É adequado que se fale do jogo a partir do Fluminense. Primeiro, porque a derrota não diz nada ao Inter, era um prejuízo já lançado, esperava-se poder não perder, mas não se pôde e tudo bem. Depois, porque o fato de o adversário ter entrado com os reservas não desmerece a vitória tricolor. Um time com Renan, Eller, Tinga, Andrezinho e Sóbis fica, no mínimo, na linha média do campeonato.
Tanto o Inter deste domingo pedia respeito que quase saiu na frente, em chute de Andrezinho para grande intervenção de Fernando Henrique.
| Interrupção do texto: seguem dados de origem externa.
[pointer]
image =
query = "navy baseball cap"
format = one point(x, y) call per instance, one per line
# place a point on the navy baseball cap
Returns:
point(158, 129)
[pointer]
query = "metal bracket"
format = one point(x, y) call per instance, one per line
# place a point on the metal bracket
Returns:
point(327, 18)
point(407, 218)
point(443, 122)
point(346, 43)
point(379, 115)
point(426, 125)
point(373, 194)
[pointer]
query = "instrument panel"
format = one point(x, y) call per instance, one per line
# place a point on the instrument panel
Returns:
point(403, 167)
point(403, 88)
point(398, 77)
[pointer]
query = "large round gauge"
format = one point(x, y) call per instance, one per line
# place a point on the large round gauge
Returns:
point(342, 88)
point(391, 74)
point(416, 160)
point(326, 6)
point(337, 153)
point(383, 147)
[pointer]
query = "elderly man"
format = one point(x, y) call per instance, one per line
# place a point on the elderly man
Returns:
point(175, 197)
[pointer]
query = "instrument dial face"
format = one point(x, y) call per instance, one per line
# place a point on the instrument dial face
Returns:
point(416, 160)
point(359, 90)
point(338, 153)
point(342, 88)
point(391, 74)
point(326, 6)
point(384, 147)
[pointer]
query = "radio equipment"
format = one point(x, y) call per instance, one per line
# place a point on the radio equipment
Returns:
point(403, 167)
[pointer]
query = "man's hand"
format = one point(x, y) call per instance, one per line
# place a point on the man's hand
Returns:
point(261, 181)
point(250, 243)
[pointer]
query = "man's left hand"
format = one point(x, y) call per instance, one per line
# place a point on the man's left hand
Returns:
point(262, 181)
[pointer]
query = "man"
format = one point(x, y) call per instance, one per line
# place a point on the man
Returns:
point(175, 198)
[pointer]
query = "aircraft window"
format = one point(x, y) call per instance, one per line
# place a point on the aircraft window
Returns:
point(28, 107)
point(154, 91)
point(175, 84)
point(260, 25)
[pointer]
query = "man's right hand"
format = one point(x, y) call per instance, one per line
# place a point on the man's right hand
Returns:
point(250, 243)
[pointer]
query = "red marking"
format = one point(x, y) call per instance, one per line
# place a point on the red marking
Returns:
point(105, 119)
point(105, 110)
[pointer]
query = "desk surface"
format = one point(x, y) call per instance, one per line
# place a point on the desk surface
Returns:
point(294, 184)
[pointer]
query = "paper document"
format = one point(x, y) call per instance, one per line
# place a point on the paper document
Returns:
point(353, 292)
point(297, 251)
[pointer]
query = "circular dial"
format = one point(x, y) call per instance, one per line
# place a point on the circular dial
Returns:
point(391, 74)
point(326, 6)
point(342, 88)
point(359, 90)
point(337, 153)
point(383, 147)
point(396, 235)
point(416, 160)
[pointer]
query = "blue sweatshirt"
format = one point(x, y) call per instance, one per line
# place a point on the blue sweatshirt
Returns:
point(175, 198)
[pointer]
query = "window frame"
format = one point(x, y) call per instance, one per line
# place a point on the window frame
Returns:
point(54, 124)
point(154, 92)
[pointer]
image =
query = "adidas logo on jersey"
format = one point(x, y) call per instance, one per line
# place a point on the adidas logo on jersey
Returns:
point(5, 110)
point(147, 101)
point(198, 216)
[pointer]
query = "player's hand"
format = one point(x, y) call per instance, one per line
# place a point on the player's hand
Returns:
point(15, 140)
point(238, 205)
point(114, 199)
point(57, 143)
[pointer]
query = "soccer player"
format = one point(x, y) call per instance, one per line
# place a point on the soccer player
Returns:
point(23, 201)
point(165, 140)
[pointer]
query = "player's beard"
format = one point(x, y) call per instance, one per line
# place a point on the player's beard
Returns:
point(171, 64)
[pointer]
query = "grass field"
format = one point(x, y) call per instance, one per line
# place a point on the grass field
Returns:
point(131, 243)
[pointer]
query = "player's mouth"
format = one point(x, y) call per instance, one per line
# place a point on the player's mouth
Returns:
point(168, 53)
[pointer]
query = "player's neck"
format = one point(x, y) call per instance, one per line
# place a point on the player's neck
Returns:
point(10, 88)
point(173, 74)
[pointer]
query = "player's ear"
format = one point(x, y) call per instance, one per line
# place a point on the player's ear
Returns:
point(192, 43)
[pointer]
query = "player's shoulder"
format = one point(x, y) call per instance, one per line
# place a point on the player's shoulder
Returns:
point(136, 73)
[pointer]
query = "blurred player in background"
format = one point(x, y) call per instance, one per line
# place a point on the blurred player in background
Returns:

Mas foi tudo e foi pouco. Logo o Fluminense impôs o seu jogo, essa imposição de estocadas que derruba o oponente, como estacas que prendem os armadores contrários em seu próprio campo.

A partir de Conca são inúmeras possibilidades. Guardado e coadjuvado por Diguinho, ele avança e pode ir pelos próprios pés, pode armar a Emerson ou Washington, pode enviesar o passe a um dos alas. Mas os alas também sabem ser multifuncionais, como fez Mariano, desceu como ala, cortou como meia, chutou como atacante: Flu um a zero. Não faça pausa na leitura, sem tempo para respirar, Conca bateu um escanteio na cabeça de Washington. A cabeçada saiu um chute: Flu dois a zero.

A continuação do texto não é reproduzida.